We developed and incorporated the following pipelines and analysis methods towards the analysis of qMRI, fMRI and behavior data:
- A state-of-the-art qMRI protocol for obtaining high-resolution and highly efficient quantitative MR maps.
- We use a state-of-the-art multi-echo protocol resulting in high signal-to-noise ratio (SNR) from both cortical sub-cortical regions.
- We integrated a pre-processing fMRI pipeline that combines different processing protocols and improved their denoising process
- We integrated several cutting-edge structural MRI data pipelines to quantify microstructural features along fiber tracts
- We developed a novel Pareto analysis pipeline for functional-connectivity data during rest and task and similarly for structural connectivity data

We developed new computational tools and models of the creative search process in the Creative Foraging Game (CFG):
- We developed a new analysis methodology for assessing the creative search process during the CFG that provides new embeddings space for shapes in the CFG (Manuscript in preparation).
- We analyzed the exploration in creative process to show that it is not random but driven by a power-law process driven by a scalar symmetry field (Manuscript in preparation).
- We developed methodology to extract neural activity and connectivity pattern from explore and exploit phases during participants' play in the CFG. We then developed a novel analysis pipeline for predicting explore-exploit states from the activity and functional connectivity between large brain networks.
- We are developing a tailored method to evaluate neural dynamics based on the general properties of our updated computational model.
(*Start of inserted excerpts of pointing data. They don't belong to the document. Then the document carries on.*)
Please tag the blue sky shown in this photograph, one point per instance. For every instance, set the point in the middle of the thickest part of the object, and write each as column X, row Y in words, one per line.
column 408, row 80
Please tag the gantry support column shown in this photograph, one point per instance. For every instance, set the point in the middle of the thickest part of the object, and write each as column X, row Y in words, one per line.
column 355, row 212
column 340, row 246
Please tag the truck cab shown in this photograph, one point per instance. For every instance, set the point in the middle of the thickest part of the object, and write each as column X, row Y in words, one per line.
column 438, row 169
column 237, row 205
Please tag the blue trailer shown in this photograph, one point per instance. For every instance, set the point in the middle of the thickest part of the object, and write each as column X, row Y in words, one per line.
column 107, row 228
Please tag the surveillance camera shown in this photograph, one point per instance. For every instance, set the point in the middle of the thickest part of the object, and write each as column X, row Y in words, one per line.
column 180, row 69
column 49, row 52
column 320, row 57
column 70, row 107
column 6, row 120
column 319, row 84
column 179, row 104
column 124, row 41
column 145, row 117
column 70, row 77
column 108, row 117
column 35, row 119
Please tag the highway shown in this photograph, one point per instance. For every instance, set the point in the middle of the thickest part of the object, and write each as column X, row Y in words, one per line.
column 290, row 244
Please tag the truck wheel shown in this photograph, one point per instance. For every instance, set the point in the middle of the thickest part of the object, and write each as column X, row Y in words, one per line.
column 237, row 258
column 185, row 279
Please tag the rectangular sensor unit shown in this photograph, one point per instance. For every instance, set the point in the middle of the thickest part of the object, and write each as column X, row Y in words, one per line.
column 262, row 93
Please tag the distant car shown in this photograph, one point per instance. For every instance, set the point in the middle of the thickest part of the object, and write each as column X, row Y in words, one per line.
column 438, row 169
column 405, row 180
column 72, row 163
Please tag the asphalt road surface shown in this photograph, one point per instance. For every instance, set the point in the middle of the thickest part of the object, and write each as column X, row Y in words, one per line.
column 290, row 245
We developed and analyzed the neural infrastructure of creative search:
- We identify resting-state connectivity and structural measures of creative search implementation and predict creative search behavior (Manuscript in preparation).

Our novel application of Pareto analysis to extract diverse creative search computational strategies significantly goes beyond state-of-the-art methodologies that link computational goals with brain function or structure in creativity. This approach holds the potential to catalyze a paradigm shift in computational neuroscience. We are approaching this objective through the development of analytic pipelines that uniquely extract and integrate brain functional connectivity, activity patterns, and structural features, along with our expanded computational model of scale-invariant creative search. The full infrastructure for Pareto-based analysis is now in place and ready for deployment upon reaching the required sample size for rigorous evaluation.
On a more focused scale, our unique embeddings method, applied to task-specific data, introduces a unified framework for investigating creative search across different tasks and domains. This approach can potentially extend to the study of broader cognitive search processes, offering finer resolution and enhanced rigor in characterizing mental search processes in creativity, memory, and decision-making. The embeddings method emerged unexpectedly from the need to improve the accuracy of our explore-exploit segmentation algorithm during participants’ scanning sessions in the magnet. While in the scanner, participants interact using a specialized mouse under motion constraints, which alters the temporal dynamics of their task performance. The prior segmentation algorithm exhibited some inconsistencies in accurately distinguishing between the two phases. The new method, augmented with information from the embeddings space, substantially enhances the precision and rigor of explore-exploit phase detection, thereby strengthening the robustness and validity of our findings.
With regard to creative exploration, our findings reconceptualize it as a directed search on a pruned manifold based on symmetry assessment. This framework introduces a new computational mechanism for understanding the balance of novelty and appropriateness in creative cognition.